= Andreas Berger (athlete) =

Austrian sprinter (born 1961)

Andreas Berger (born 9 June 1961 in Gmunden, Oberösterreich) is a former Austrian track and field sprinter, who ran in the 100 m and 200 m. In 1993 he tested positive for the banned steroid Metandienone, together with his teammates Franz Ratzenberger, Thomas Renner, and Gernot Kellermayr, and was banned from competition for two years.

==Biography==
His biggest success came in 1989 when he won the European Indoor Championship's 60 meter dash. In 1987 and 1989 he reached the World Championship semi-finals (1987 outdoors at 100 & 200 m) (1989 indoors at 60 m). He participated in the 1988 Summer Olympics reaching the quarter-finals of the 100 and 200 metres. Berger caused two false starts during a 100-meter first round qualifying heat at the 1992 Summer Olympics and was disqualified. He went on to reach the quarter-finals of the 200 m and the final of the 4 × 100 m relay. He still holds the Austrian 100 m dash record (10.15s, 1988).
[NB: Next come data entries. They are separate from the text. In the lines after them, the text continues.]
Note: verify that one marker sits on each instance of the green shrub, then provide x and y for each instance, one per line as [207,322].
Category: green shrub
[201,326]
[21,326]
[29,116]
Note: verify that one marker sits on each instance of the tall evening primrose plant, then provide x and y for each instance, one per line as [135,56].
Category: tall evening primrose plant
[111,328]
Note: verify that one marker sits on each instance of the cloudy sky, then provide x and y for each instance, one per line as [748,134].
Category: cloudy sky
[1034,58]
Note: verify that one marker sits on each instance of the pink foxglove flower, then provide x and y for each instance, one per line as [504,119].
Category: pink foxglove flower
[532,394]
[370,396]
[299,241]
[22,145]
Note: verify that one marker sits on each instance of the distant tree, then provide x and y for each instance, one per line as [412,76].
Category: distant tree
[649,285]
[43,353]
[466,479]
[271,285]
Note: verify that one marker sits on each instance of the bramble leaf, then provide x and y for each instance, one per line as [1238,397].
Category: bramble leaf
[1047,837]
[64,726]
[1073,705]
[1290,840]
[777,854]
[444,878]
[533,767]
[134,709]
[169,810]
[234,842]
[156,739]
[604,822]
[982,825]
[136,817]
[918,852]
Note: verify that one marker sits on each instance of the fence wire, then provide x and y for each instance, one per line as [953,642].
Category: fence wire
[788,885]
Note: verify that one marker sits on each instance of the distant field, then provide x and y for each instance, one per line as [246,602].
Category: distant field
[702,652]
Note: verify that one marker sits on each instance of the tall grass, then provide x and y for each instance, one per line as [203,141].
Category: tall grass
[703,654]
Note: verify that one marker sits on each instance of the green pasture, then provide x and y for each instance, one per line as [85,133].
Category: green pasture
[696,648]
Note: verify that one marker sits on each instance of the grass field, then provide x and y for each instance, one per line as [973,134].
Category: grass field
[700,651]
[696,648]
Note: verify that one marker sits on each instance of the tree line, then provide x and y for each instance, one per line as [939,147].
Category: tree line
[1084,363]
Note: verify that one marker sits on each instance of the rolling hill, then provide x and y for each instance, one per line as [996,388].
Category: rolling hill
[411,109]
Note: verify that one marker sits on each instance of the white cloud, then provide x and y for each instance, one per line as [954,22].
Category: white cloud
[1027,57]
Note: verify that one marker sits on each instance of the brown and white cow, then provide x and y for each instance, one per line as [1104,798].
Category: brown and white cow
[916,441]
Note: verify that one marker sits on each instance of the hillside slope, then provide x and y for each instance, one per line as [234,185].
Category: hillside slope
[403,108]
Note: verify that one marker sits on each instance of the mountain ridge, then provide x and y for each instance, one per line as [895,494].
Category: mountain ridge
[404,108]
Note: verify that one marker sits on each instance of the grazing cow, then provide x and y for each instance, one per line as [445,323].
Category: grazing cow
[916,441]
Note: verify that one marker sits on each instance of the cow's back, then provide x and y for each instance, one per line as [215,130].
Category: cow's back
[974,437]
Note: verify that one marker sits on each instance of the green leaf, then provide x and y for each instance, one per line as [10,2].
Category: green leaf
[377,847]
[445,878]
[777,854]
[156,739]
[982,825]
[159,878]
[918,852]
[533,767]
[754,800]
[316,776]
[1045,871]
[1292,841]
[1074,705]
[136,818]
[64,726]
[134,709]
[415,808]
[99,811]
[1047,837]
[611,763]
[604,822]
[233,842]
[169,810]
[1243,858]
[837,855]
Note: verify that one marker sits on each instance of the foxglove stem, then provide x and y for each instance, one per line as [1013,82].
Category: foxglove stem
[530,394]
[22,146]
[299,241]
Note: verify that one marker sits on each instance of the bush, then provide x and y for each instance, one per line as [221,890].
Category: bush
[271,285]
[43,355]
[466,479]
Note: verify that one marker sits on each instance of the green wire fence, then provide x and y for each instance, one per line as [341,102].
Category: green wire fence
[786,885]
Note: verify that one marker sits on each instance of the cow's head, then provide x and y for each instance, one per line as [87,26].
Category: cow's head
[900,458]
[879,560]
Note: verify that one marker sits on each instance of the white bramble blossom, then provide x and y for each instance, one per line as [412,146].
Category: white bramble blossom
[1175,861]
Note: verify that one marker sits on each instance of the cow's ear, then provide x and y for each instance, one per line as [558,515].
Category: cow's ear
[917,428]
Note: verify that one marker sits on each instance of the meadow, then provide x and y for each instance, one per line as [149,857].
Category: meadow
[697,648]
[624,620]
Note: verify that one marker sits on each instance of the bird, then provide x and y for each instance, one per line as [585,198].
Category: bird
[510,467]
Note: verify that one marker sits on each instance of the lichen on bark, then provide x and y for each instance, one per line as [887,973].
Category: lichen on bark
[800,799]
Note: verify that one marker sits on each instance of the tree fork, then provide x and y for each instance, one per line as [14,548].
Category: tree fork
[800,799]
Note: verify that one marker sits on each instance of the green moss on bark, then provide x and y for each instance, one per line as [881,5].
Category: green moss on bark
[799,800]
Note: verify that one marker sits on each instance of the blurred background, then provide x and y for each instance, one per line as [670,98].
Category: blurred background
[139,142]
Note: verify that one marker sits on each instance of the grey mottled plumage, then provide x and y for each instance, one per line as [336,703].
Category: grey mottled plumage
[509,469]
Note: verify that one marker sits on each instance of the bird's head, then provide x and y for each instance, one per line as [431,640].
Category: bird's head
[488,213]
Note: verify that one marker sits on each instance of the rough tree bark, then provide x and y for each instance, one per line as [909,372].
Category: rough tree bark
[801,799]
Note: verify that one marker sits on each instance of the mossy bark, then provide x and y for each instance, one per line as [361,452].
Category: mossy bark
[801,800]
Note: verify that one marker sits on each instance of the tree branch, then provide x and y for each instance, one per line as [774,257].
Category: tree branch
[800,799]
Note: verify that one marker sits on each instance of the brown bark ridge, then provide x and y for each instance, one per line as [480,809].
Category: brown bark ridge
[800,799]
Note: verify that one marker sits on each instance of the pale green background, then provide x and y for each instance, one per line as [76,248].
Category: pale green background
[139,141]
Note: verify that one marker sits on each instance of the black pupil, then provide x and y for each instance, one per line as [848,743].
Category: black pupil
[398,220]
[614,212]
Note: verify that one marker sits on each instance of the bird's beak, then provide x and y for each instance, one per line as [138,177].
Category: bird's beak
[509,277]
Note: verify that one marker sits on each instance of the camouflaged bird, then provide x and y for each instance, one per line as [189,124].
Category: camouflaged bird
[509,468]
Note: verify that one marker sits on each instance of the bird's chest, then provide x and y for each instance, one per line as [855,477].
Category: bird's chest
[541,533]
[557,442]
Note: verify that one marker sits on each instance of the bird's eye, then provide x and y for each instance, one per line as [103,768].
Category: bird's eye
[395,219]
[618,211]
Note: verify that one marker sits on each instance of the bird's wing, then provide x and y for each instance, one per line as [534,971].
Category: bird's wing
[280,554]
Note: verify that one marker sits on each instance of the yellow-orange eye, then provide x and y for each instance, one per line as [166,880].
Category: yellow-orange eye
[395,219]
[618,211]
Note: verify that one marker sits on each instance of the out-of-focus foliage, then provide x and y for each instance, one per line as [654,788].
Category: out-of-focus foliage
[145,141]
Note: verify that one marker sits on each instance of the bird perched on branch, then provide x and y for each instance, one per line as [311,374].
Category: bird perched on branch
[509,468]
He was Austrian 100/200 metre champion thirteen times. Berger also won the Austrian 60/200 metre indoor championships on six occasions. He competed at the European championships in Stuttgart 1986 in the 100 metres, but did not advance pass the semi-final.

In 1993 he tested positive for a banned steroid Metandienone, together with his teammates Franz Ratzenberger, Thomas Renner, and Gernot Kellermayr, and was subsequently banned from competition for two years.